Doch schaut man genauer hin, so ist von Freiheit in vielen Bereichen keine Rede mehr, sondern nur noch von Befreiung. Keine Zeit ist so behaftet von „Frei-vons“ wie unsere. Fast sklavenartig unterwerfen uns Ratgeber in jeder Form und Farbe und zu fast jedem Thema. Wir wollen freier sein von Bauchfett, von Schlacken, von seelischem Ballast, von Schüchternheit, von Nikotin, von Unordnung, von Konsumfallen, von Stress. Von, von, von.

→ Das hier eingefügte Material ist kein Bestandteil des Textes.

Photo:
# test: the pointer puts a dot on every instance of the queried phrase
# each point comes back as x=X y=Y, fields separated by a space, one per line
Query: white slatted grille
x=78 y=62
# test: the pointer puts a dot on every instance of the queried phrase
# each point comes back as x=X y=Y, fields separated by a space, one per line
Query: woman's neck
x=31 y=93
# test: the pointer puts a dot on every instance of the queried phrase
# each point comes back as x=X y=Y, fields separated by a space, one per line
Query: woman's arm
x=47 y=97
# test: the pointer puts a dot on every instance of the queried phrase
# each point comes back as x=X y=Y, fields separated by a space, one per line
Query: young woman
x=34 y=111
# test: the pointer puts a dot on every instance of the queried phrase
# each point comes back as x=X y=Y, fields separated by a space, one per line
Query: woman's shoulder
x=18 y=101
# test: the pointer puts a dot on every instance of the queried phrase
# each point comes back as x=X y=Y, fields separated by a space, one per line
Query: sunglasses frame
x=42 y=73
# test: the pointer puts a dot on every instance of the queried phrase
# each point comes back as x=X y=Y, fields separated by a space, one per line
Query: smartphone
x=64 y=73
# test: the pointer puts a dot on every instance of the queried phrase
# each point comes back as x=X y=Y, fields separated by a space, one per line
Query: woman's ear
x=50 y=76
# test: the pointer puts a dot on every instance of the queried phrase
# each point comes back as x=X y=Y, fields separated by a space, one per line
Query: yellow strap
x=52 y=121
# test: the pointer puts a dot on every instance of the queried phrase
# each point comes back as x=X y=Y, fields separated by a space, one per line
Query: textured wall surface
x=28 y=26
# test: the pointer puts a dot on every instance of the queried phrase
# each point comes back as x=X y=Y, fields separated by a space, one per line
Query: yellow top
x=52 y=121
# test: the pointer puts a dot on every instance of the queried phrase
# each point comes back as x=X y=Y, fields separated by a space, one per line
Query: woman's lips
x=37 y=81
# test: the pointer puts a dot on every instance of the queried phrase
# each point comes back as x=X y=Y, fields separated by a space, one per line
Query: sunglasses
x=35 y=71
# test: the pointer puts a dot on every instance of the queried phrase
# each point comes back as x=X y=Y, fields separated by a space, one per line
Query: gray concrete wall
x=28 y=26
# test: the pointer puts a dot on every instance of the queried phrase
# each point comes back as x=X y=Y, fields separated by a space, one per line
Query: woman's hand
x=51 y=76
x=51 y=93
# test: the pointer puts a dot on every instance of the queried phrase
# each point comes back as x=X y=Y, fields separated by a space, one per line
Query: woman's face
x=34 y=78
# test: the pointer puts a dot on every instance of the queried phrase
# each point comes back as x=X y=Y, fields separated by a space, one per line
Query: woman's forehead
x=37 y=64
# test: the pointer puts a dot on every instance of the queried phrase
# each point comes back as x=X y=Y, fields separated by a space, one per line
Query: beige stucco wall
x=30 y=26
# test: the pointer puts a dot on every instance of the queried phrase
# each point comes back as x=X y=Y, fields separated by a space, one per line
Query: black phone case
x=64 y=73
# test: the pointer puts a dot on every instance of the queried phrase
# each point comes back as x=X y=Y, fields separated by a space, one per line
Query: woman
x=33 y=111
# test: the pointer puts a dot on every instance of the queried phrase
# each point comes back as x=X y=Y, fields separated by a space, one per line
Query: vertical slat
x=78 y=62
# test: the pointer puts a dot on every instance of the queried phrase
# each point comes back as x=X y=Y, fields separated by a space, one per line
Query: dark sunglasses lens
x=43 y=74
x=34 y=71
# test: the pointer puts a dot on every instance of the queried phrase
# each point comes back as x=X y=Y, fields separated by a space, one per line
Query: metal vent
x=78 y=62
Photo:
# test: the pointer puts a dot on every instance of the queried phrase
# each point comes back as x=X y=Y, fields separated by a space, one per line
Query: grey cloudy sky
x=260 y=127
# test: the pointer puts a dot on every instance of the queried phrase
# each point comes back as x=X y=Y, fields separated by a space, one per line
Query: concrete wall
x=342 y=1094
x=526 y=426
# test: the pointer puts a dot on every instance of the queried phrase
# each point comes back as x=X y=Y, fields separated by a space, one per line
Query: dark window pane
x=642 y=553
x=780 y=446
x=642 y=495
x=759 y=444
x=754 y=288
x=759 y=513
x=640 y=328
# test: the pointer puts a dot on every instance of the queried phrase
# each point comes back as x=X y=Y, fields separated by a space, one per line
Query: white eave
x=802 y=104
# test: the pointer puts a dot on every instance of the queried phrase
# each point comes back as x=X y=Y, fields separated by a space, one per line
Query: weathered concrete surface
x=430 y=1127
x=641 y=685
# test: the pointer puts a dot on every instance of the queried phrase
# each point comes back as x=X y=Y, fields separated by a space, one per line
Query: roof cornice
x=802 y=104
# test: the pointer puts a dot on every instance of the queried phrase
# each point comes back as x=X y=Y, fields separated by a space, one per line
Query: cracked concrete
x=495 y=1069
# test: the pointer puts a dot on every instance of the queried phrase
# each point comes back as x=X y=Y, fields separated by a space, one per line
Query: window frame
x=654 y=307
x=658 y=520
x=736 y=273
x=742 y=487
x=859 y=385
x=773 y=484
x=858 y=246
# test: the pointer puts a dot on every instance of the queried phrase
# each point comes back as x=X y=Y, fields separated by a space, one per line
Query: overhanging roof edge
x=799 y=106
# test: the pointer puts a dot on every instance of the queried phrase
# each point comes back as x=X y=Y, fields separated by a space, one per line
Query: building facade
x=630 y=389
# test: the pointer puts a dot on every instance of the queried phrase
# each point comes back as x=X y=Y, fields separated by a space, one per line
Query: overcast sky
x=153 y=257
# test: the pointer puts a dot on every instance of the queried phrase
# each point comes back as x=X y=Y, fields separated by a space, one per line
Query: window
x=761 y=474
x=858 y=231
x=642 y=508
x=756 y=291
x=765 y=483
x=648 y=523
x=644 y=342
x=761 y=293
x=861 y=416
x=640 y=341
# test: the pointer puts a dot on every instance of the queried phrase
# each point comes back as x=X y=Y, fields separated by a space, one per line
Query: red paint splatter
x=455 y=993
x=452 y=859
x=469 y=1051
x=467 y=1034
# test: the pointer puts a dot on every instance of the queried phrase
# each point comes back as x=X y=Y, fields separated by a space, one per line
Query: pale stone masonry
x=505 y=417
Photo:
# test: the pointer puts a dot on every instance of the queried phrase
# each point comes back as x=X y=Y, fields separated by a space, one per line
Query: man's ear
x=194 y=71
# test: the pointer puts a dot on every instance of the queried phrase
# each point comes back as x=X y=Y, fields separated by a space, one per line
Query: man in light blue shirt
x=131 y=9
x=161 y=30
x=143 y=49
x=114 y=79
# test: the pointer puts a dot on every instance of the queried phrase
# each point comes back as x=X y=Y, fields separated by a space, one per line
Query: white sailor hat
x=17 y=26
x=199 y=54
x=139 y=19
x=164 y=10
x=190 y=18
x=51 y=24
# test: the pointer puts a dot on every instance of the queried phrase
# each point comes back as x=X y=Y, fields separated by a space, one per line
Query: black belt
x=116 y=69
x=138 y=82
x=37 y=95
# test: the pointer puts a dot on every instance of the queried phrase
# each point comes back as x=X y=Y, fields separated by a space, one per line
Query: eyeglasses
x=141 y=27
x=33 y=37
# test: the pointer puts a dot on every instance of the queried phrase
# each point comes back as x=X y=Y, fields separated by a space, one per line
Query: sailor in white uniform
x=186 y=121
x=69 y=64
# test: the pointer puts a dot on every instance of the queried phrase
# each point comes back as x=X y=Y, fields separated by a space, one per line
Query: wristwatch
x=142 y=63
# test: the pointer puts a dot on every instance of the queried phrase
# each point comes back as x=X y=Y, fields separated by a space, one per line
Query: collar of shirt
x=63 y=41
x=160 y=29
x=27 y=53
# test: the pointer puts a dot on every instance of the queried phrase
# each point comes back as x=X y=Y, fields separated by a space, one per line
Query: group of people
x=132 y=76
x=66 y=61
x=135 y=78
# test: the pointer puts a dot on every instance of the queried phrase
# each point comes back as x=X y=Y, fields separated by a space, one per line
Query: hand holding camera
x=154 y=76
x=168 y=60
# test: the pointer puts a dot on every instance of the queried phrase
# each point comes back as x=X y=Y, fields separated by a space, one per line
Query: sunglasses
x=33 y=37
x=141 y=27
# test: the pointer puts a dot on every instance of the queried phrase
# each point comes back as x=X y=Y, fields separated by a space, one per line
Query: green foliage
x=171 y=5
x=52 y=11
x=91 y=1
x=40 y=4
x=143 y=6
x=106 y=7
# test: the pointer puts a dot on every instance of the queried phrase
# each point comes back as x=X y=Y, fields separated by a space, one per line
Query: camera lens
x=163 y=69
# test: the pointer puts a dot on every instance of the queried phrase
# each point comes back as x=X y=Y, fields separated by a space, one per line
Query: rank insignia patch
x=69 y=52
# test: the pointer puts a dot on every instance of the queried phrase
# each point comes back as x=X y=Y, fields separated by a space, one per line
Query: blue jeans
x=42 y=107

Bevor ich also in diese Ratgeberflut geriet, fühlte ich mich frei, dann kam ich ins Zweifeln. Nehmen wir an, wir möchten mit der persönlichen Befreiung von all den Dingen beginnen, die einem im Sinne von „Frei-vons“ so ans Herz gelegt werden. Wo soll man überhaupt anfangen? Und findet nicht jeder von uns gleich mehrere Punkte, in denen wir also so furchtbar unfrei sind?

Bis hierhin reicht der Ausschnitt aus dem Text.